TabularLearner Rossmann dataset, strang lr_find results

TimK · March 5, 2021, 6:57pm

Hi,
I’m very new to using FastAi for tabular data.
I’m trying to get a baseline before doing any feature engineering and I’m getting very strange curves when I call lr_find.
With no preprocessing, I’m getting this curve:

Also, when I train for a few epochs, the train and validation losses are very, very high and the exp_rsmpe metric is displayed as ‘nan’:
epoch train_loss valid_loss _exp_rmspe time
0 10518176.000000 10338683.000000 nan 00:09
1 10055361.000000 9702557.000000 nan 00:09
2 9326493.000000 9653540.000000 nan 00:09
3 9790043.000000 9585298.000000 nan 00:09

Could someone point me in the right direction?
I’m wondering if these kinds of results indicate anything in particular.

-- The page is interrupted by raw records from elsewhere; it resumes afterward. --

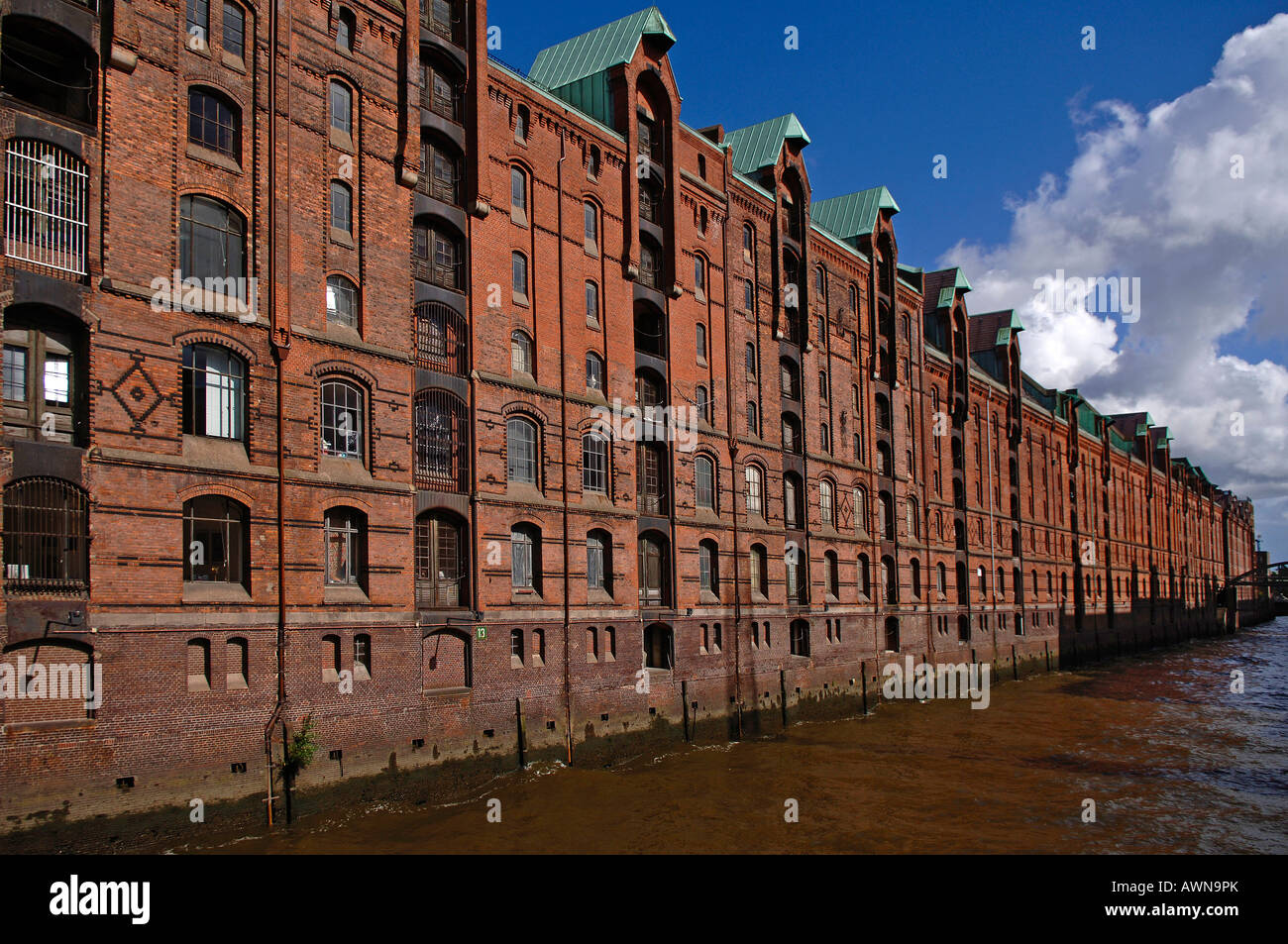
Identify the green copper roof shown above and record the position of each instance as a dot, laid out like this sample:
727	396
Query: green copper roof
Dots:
758	146
597	51
854	214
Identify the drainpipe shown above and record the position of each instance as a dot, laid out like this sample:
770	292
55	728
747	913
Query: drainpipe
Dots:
563	439
733	460
279	343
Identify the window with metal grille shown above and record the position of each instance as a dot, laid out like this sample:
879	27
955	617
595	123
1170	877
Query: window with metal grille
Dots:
441	339
526	557
704	481
599	557
46	537
44	385
346	541
343	413
215	540
342	207
213	244
593	463
441	574
441	442
342	301
214	123
214	391
342	108
520	447
46	205
235	30
593	371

Are there any rules of thumb for analyzing and correcting whatever it is I’m doing wrong?

Thanks,
Tim

meanpenguin · March 5, 2021, 11:59pm

Not saying I can help
But without the code, not sure if anyone can help

Maybe check the output of
dls.show_batch()
to confirm that your input data processing is what you expect.

TimK · March 6, 2021, 3:49am

Thanks for the response.
I was mostly wondering if what I am seeing is symptomatic of something obvious. There’s a lot of feature engineering going on in the fastai examples with the Rossmann dataset, so I’m trying to figure out what kind of problem with the data could cause these results.

Here’s the code:

    dep_var = 'Sales'
    procs = [Categorify, FillMissing, Normalize]
    df = pd.read_csv(r'/home/tim/.kaggle/rossmann/train.csv', index_col='Store')
    conts_raw =  ['Customers']
    cats_raw =  ['DayOfWeek', 'Open', 'Promo', 'StateHoliday', 'SchoolHoliday']
    # PyTorch doesn't like y to be int RuntimeError: exp_vml_cpu not implemented for 'Int'
    # without this dls.train.y is integers``
    if df[dep_var].dtype == int:
        df[dep_var] = df[dep_var].apply(lambda x: float(x))

    dls = TabularDataLoaders.from_df(df, cat_names=cats_raw, cont_names=conts_raw, y_names='Sales', procs=procs)


    metrics = exp_rmspe
    layers = [1000, 500]
    learn = tabular_learner(dls, layers=layers, y_range=(0, 32547), metrics=metrics)
    learn.fit_one_cycle(4, 1e-4)

boJa · March 6, 2021, 1:41pm

you can toy around with the batch size. Example.
Looks like in the original example the dep_var is converted to logarithmic scale. You may wanna try doing that!
Also I feel number of hidden layer activations (layers) you chose are a bit high and the learning rate a bit low.

TimK · March 6, 2021, 2:03pm

Thanks.
I’ll look at that example.
I noticed that TabularPandas is converting the continuous variables to integers.
I’m going to create a new topic for that. I suspect that is what’s causing the training weirdness.